Gertrude Belle Elion (1918-1999)The late Gertrude Belle Elion, an organic chemist and molecular biologist who developed several important drugs, was born 85 years ago.

She was born to immigrant parents in New York City on January 23, 1918. Elion received an education in public schools, and then decided to study medicine in college because of the recent cancer death of her grandfather.

Elion graduated in 1937. After a few years of working as a teacher and a lab assistant, she could afford graduate school at New York University, where she was the only woman studying chemistry at the graduate level. She earned a master's degree, but never obtained a Ph.D. -- until years later, when several universities clamored to give her honorary doctorates.

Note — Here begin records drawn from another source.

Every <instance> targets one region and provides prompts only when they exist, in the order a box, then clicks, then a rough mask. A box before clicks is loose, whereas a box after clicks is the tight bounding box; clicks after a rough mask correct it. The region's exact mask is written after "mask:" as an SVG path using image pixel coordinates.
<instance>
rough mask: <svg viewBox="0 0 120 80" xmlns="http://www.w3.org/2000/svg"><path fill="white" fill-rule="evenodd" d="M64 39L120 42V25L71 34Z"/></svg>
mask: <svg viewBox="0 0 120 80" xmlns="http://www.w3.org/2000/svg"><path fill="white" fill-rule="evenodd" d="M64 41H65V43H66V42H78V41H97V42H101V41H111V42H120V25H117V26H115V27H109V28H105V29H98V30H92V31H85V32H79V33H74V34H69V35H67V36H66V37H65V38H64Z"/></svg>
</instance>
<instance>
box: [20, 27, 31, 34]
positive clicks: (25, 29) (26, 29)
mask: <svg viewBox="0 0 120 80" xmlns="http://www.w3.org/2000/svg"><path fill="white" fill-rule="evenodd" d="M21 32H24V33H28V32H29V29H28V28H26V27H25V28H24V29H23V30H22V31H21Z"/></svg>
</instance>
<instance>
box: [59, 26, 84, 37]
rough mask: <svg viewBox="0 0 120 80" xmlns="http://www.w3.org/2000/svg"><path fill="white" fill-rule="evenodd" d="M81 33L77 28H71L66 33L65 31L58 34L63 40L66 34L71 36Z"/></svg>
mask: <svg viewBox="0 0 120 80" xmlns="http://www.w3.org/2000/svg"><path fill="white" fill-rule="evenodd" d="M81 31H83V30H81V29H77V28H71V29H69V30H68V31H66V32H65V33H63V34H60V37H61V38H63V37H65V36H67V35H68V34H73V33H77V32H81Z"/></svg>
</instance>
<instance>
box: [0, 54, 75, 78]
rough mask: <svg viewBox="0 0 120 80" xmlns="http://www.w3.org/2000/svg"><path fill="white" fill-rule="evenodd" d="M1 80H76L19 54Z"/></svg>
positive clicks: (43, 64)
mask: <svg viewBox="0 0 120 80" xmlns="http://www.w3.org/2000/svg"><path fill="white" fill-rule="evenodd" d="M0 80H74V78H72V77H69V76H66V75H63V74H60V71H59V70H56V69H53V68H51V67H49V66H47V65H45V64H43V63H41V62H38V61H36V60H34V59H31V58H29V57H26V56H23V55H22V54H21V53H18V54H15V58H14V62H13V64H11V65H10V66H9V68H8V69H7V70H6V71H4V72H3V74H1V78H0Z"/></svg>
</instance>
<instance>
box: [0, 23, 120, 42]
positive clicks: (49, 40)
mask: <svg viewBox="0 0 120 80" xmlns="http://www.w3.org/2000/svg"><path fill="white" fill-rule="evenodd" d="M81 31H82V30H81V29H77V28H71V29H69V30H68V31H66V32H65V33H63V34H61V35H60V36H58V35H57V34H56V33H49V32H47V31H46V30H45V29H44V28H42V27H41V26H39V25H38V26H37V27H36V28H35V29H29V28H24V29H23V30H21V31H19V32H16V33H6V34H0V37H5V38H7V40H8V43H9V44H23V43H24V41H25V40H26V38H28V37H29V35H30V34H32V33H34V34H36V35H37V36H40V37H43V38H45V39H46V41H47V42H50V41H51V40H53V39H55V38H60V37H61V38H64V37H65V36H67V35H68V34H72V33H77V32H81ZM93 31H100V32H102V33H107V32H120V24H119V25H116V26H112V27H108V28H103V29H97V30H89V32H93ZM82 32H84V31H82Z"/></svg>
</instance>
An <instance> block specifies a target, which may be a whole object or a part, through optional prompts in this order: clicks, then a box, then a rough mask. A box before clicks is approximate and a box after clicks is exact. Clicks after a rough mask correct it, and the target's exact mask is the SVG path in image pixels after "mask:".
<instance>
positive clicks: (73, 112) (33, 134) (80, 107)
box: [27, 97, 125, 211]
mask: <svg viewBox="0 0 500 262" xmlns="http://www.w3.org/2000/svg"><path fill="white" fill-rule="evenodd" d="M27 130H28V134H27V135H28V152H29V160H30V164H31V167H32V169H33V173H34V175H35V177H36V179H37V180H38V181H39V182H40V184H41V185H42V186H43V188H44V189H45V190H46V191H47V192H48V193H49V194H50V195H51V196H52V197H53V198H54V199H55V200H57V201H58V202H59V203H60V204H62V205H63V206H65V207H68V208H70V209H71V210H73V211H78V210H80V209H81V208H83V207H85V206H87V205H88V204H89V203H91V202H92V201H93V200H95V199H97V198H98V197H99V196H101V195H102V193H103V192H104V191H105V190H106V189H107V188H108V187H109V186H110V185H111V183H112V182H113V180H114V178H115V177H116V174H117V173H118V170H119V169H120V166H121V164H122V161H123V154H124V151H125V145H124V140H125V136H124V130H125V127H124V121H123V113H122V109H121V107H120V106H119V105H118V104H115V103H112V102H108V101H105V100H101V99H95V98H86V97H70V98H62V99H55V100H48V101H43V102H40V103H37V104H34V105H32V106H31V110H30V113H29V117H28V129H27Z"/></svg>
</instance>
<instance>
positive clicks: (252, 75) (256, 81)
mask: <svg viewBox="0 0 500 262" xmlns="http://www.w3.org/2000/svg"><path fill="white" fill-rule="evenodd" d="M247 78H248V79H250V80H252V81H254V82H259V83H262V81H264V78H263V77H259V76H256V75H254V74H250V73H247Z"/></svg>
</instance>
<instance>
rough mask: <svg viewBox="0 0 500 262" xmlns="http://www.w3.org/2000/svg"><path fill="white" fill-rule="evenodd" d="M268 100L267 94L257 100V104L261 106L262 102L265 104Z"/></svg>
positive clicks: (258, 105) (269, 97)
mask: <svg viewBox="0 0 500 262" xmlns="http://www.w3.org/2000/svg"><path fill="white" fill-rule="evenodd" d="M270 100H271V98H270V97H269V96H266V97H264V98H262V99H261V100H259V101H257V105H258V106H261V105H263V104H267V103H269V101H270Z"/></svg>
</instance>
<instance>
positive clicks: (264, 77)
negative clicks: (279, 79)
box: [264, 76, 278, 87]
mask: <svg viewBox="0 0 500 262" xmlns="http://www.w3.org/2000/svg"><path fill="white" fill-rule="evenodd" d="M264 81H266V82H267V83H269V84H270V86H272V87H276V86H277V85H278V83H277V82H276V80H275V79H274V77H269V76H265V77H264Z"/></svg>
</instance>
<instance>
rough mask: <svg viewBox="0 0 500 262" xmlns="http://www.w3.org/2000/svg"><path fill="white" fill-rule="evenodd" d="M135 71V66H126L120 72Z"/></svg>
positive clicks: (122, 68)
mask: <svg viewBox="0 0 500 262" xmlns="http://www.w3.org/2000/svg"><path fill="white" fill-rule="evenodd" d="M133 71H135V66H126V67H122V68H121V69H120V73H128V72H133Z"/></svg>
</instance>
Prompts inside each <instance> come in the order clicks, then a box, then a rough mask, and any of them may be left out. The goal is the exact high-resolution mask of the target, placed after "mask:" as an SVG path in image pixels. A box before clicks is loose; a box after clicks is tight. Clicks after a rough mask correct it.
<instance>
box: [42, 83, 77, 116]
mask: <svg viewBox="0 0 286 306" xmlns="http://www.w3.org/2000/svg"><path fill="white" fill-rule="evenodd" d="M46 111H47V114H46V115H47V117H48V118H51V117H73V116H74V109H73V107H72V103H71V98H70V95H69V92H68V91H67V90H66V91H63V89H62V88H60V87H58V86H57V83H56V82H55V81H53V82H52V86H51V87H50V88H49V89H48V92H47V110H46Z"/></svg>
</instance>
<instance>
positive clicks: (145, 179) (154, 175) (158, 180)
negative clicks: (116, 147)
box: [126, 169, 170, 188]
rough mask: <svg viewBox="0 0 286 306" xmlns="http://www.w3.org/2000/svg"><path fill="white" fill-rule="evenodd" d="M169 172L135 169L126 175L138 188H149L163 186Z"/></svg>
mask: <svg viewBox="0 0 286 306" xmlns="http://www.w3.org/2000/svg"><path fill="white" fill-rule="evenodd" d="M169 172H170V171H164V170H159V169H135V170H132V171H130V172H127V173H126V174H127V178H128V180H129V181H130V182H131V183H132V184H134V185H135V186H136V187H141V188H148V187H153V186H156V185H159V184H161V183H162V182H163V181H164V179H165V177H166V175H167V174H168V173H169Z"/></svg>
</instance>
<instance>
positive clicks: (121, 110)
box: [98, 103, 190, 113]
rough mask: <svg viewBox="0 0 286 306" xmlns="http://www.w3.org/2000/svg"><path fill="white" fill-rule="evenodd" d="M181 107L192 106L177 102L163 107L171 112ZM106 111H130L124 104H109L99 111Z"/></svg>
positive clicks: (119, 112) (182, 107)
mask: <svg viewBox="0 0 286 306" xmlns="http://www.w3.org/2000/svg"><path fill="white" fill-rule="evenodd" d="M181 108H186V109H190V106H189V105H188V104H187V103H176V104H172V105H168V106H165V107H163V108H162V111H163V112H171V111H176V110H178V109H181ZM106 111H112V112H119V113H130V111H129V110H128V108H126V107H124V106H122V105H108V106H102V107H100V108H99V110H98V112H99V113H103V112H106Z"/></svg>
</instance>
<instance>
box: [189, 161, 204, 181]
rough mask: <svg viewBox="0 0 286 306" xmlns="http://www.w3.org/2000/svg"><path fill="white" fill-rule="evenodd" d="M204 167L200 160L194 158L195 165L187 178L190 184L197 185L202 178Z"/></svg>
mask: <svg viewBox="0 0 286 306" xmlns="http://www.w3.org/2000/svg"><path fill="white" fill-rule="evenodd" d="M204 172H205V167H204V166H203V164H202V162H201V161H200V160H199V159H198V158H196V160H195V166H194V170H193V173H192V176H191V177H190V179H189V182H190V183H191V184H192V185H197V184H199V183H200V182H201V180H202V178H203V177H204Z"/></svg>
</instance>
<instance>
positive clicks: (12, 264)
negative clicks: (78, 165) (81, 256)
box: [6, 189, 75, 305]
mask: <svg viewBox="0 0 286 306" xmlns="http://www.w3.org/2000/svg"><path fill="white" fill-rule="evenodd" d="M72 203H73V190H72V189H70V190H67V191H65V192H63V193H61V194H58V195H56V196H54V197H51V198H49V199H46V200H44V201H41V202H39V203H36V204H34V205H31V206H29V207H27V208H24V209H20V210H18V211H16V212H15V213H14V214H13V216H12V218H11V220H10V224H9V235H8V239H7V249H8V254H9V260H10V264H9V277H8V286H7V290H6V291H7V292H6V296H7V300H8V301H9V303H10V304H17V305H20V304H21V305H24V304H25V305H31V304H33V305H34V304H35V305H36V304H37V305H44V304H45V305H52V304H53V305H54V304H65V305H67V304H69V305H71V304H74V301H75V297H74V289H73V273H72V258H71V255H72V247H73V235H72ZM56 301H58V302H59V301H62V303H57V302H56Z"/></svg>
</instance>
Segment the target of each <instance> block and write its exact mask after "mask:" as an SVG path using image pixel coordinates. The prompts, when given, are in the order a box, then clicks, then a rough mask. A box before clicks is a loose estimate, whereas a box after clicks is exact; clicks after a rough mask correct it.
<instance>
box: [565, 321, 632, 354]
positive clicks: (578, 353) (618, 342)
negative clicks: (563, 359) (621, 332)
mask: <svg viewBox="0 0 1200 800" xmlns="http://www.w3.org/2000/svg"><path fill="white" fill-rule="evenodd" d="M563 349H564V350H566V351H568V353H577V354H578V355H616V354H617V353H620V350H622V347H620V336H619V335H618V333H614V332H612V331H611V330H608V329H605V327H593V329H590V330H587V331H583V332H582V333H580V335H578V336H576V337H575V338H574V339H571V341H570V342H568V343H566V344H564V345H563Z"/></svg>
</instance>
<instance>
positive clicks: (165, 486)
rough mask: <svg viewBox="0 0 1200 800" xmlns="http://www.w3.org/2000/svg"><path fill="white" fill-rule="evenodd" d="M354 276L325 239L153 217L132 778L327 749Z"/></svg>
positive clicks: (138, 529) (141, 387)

Starting in 1944, Elion conducted drug research for the Burroughs-Wellcome company. (That company later became Glaxo Wellcome; it is now part of GlaxoSmithKline.) During her four decades with that company, she researched the human immune system and developed drugs that would target and attack viruses and bacteria in an infected person without harming the healthy parts of the body.

In 1988, Elion and her colleague George Hitchings were awarded the Nobel Prize for the new areas of drug research they explored. The drugs they developed are now used to fight bacterial and viral infections, to treat gout and arthritis and leukemia, and to help prevent the rejection of transplanted organs.

Gertrude Elion died in 1999, at the age of 81.